Tea polyphenols have been reported to have the effect of lowering uric acid. However, there are few studies on the inhibitory effects and molecular mechanisms of specific catechins on the urate-metabolizing enzyme xanthine oxidase (XO). In this research, multiple spectroscopic methods and computer simulations were used to determine the inhibitory ability and mechanisms of epigallocatechin gallate (EGCG) and gallocatechin gallate (GCG) on XO. Herein, EGCG and GCG reversibly inhibited XO activity in a mixed manner, with IC50 values of 40.50 ± 0.32 and 33.60 ± 0.53 μmol L-1 , and also decreased the superoxide anion radical (O2 - ) of the catalytic system by reducing the XO molecule and inhibiting the formation of uric acid. The combination of EGCG or GCG with allopurinol showed synergistic inhibition on XO. The binding of EGCG or GCG to XO with moderate affinity formed a stable complex by hydrogen bonds and van der Waals forces. The presence of EGCG and GCG made the structure of XO more stable and compact.
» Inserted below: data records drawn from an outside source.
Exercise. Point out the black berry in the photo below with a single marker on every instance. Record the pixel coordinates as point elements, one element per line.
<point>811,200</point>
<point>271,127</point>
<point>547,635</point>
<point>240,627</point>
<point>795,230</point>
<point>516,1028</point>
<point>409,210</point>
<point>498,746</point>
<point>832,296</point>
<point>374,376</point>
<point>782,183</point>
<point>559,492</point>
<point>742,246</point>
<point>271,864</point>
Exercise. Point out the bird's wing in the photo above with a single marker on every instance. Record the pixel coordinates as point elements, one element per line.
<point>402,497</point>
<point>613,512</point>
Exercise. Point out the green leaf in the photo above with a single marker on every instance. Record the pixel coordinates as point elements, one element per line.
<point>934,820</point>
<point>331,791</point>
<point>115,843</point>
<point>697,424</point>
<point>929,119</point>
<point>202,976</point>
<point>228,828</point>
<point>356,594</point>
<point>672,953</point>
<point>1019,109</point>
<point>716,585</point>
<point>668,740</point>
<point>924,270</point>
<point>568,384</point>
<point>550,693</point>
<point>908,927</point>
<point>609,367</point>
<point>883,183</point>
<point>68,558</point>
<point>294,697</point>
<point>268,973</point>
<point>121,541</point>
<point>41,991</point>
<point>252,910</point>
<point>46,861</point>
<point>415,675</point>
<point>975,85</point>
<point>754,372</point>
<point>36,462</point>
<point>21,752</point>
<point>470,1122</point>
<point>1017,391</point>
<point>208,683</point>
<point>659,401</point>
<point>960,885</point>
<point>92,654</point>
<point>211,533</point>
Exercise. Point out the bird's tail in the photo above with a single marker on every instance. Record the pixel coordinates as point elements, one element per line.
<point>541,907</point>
The two inhibitors bound to the vicinity of flavin adenine dinucleotide (FAD) in XO, hindering the entry of substrate; thus the activity of XO was suppressed. Both EGCG and GCG are excellent natural XO inhibitors, and inhibited the activity of XO by occupying the channel of the substrate to enter the active center and interfering with the dual substrate reaction catalyzed by XO. These findings provide a scientific basis for the application of catechins in dietary supplements and medicines with lowering uric acid effects. © 2022 Society of Chemical Industry.